Here's a readable solution using a dictionary:
d = {}
for k in file1:
d[k] = 0
for line in file2:
v, k = line.split()
d[k] = v
for k in sorted(d):
print d[k], k
You can try something like:
l1 = open('file1').read().split()
l2 = [line.split() for line in open('file2')]
for x, y in zip(l1, l2):
if x not in y:
print 0, x
print ' '.join(y)
but if you follow your logic, the output should be
358 47
0 48
450 49
0 49
56 50
and not
358 47
0 48
450 49
56 50
def file_process(filename1, filename2):
# read first file with zeroes as values
with open(filename1) as fp:
adict= dict( (line.rstrip(), 0) for line in fp)
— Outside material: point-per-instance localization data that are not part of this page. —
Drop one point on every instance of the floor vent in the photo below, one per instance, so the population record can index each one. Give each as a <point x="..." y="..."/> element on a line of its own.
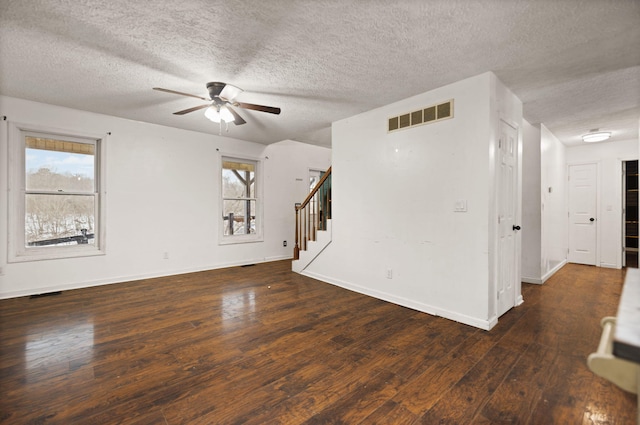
<point x="441" y="111"/>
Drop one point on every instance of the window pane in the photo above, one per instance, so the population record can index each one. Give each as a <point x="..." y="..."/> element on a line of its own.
<point x="235" y="213"/>
<point x="58" y="165"/>
<point x="53" y="220"/>
<point x="238" y="179"/>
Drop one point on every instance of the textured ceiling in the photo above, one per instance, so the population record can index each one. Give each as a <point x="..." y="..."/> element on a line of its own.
<point x="574" y="63"/>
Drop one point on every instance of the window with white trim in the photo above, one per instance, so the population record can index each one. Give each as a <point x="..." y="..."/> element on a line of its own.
<point x="56" y="209"/>
<point x="240" y="203"/>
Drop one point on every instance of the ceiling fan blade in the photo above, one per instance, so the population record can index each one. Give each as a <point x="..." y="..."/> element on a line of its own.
<point x="215" y="88"/>
<point x="261" y="108"/>
<point x="237" y="119"/>
<point x="180" y="93"/>
<point x="195" y="108"/>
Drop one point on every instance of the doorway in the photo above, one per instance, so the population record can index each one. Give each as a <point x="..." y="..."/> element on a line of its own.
<point x="508" y="272"/>
<point x="630" y="213"/>
<point x="583" y="202"/>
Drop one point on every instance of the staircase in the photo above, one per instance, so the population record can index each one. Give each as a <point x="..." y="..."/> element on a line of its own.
<point x="313" y="224"/>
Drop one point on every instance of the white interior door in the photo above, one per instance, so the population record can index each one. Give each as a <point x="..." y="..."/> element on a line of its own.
<point x="582" y="213"/>
<point x="507" y="227"/>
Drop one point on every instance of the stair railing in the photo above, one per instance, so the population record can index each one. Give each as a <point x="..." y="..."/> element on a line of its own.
<point x="312" y="214"/>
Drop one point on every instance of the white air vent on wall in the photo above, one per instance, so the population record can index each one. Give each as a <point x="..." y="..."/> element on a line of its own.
<point x="441" y="111"/>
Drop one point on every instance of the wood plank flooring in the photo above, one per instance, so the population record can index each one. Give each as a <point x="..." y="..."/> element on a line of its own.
<point x="263" y="345"/>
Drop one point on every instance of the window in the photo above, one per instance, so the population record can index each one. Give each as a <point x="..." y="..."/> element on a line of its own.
<point x="56" y="209"/>
<point x="240" y="200"/>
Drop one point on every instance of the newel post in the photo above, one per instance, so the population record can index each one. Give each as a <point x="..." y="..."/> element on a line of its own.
<point x="296" y="248"/>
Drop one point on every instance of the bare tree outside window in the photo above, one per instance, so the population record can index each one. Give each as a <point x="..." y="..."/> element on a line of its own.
<point x="60" y="192"/>
<point x="239" y="200"/>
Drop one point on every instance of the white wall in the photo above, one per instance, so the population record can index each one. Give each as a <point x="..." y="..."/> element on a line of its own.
<point x="554" y="226"/>
<point x="162" y="196"/>
<point x="394" y="197"/>
<point x="531" y="201"/>
<point x="609" y="157"/>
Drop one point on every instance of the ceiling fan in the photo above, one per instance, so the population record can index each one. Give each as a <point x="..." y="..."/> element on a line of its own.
<point x="221" y="99"/>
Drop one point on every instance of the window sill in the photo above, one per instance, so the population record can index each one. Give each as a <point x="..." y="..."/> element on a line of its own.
<point x="232" y="240"/>
<point x="58" y="254"/>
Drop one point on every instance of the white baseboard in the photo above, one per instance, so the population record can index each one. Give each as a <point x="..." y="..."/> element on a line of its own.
<point x="533" y="280"/>
<point x="553" y="271"/>
<point x="425" y="308"/>
<point x="129" y="278"/>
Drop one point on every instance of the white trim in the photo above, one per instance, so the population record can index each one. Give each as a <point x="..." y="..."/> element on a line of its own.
<point x="133" y="278"/>
<point x="533" y="280"/>
<point x="17" y="252"/>
<point x="259" y="193"/>
<point x="425" y="308"/>
<point x="554" y="270"/>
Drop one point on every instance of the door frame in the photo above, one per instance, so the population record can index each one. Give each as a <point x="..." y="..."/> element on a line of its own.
<point x="598" y="165"/>
<point x="494" y="226"/>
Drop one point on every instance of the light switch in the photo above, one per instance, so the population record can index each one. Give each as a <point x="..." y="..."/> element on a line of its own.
<point x="460" y="205"/>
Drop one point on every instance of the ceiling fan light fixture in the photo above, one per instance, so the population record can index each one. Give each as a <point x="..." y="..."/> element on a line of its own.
<point x="218" y="113"/>
<point x="596" y="136"/>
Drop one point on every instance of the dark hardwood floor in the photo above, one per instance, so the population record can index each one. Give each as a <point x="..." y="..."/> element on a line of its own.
<point x="262" y="345"/>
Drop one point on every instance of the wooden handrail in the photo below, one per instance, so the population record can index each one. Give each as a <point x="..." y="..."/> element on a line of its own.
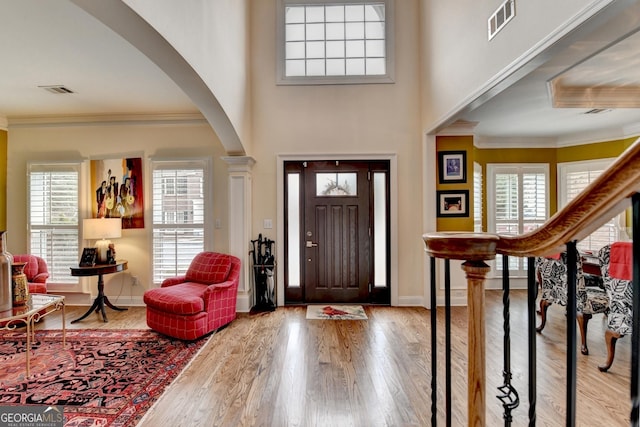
<point x="604" y="198"/>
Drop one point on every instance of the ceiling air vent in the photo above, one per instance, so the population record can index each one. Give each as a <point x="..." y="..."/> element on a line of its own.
<point x="57" y="89"/>
<point x="598" y="111"/>
<point x="500" y="17"/>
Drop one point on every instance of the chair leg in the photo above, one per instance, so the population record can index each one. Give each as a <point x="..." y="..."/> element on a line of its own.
<point x="583" y="321"/>
<point x="544" y="305"/>
<point x="610" y="339"/>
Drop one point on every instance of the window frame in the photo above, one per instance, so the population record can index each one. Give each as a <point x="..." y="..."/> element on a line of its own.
<point x="68" y="283"/>
<point x="283" y="79"/>
<point x="203" y="163"/>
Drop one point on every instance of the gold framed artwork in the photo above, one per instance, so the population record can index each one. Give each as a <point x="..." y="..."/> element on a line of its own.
<point x="118" y="186"/>
<point x="453" y="203"/>
<point x="452" y="167"/>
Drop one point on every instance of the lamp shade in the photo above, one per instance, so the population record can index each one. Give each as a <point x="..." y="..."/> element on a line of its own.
<point x="102" y="228"/>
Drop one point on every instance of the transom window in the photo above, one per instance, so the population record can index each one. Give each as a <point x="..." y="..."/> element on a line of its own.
<point x="332" y="41"/>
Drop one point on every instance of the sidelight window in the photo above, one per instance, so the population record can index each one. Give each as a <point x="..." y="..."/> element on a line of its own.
<point x="334" y="41"/>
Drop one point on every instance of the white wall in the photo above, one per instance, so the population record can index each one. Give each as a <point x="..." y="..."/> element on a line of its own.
<point x="211" y="35"/>
<point x="460" y="63"/>
<point x="84" y="141"/>
<point x="343" y="119"/>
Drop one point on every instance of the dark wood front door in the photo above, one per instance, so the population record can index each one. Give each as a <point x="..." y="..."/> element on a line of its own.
<point x="336" y="239"/>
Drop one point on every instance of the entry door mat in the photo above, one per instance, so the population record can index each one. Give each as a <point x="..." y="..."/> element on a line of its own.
<point x="102" y="378"/>
<point x="336" y="312"/>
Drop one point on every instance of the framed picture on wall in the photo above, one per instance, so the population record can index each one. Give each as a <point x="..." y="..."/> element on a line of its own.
<point x="453" y="203"/>
<point x="452" y="167"/>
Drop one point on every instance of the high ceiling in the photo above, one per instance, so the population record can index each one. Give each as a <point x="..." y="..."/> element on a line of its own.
<point x="55" y="43"/>
<point x="52" y="43"/>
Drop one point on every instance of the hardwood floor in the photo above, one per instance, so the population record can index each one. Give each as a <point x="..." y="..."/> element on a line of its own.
<point x="279" y="369"/>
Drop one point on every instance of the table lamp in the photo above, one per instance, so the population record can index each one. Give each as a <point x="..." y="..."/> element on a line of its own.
<point x="102" y="229"/>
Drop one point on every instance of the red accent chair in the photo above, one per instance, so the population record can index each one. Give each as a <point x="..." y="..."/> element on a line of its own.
<point x="36" y="271"/>
<point x="202" y="300"/>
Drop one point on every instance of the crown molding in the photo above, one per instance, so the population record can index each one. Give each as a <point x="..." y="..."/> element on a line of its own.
<point x="519" y="142"/>
<point x="102" y="119"/>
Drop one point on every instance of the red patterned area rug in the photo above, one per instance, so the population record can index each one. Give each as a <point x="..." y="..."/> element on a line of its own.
<point x="102" y="377"/>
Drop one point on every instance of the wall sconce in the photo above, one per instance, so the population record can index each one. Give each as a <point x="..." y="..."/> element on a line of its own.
<point x="103" y="229"/>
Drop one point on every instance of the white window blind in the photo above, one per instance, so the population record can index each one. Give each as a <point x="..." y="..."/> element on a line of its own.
<point x="575" y="177"/>
<point x="517" y="202"/>
<point x="179" y="209"/>
<point x="477" y="197"/>
<point x="53" y="218"/>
# read second file as "value key"
with open(filename2) as fp:
adict.update(
line.rstrip().partition(" ")[2::-2] # tricky, read notes
for line in fp)
for key in sorted(adict):
yield adict[key], key
fp= open("output_file", "w")
fp.writelines("%s %s\n" % items for items in file_process("file1", "file2"))
fp.close()
str.partition(" ") returns a tuple of (pre-space, space, post-space). By slicing the tuple, starting at item 2 (post-space) and moving by a step of -2, we return a tuple of (post-space, pre-space), which are (key, value) for the dictionary that describes the solution.
PS Um :) I just noticed that my answer is essentially the same as Daniel Stutzbach's.